Maple-Roasted Sweet Potatoes
From EatingWell: November/December 2007
Roasting sweet potatoes is even easier than boiling and mashing them. Maple syrup glaze transforms this ultra-simple dish into something sublime.
Ingredients
- 2 1/2 pounds sweet potatoes, peeled and cut into 1 1/2-inch pieces (about 8 cups)
- 1/3 cup pure maple syrup
- 2 tablespoons butter, melted
- 1 tablespoon lemon juice
- 1/2 teaspoon salt
- Freshly ground pepper, to taste
Preparation
- Preheat oven to 400°F.
- Arrange sweet potatoes in an even layer in a 9-by-13-inch glass baking dish. Combine maple syrup, butter, lemon juice, salt and pepper in small bowl. Pour the mixture over the sweet potatoes; toss to coat.

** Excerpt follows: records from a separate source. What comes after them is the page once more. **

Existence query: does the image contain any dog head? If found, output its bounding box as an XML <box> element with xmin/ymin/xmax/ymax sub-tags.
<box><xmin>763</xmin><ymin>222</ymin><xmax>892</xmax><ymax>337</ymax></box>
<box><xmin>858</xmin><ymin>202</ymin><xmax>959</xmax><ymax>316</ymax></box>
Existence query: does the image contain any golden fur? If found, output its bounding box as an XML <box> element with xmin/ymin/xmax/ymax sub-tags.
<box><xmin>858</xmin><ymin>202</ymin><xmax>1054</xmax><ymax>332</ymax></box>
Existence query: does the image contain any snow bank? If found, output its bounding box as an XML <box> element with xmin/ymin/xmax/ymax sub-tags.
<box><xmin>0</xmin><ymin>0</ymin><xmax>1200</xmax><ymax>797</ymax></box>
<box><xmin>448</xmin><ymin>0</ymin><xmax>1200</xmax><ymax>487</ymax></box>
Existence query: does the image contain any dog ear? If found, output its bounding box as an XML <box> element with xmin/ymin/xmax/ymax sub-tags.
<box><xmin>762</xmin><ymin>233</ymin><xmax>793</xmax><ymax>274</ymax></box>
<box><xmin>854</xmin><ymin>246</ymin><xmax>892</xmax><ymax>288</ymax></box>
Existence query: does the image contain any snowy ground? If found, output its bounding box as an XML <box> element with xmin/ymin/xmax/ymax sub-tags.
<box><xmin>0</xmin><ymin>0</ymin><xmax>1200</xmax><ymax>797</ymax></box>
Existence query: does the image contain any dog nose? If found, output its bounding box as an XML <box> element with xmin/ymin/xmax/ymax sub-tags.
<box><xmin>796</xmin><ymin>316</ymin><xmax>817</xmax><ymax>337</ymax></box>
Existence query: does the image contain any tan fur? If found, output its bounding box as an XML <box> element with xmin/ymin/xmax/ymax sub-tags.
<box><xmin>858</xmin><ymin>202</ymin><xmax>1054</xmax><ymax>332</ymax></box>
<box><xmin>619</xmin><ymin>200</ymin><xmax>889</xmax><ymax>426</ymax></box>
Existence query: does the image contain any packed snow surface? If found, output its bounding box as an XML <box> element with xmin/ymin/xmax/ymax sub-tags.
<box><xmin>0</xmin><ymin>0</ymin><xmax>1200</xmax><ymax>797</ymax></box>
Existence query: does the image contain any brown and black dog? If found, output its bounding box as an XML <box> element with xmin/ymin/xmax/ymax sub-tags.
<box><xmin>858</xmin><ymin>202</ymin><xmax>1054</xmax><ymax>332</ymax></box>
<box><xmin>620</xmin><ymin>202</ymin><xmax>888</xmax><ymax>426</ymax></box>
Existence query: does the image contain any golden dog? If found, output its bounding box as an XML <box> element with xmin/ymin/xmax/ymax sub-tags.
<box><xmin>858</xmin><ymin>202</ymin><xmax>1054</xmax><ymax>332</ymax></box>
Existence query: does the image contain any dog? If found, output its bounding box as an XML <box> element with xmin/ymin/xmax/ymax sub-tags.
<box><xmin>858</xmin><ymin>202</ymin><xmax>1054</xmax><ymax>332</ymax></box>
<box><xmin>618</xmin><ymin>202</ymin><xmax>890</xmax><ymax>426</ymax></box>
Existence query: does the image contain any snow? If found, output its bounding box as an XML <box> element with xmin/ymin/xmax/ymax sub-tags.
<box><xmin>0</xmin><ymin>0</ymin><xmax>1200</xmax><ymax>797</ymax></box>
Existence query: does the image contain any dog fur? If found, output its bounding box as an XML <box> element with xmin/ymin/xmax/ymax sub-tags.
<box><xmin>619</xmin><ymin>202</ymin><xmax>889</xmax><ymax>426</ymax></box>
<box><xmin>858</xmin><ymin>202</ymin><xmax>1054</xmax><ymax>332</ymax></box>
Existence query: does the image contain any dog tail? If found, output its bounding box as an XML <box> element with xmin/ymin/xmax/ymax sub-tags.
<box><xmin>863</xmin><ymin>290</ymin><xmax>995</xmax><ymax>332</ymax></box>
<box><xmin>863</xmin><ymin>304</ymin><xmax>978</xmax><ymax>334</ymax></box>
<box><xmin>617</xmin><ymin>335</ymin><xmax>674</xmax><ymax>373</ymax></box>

- Cover and bake the sweet potatoes for 15 minutes. Uncover, stir and cook, stirring every 15 minutes, until tender and starting to brown, 45 to 50 minutes more.
Tips & Notes
- Make Ahead Tip: Cover and refrigerate for up to 1 day. Just before serving, reheat at 350°F until hot, about 15 minutes.
Nutrition
Per serving: 96 calories; 2 g fat ( 1 g sat , 0 g mono ); 5 mg cholesterol; 19 g carbohydrates; 1 g protein; 2 g fiber; 118 mg sodium; 189 mg potassium.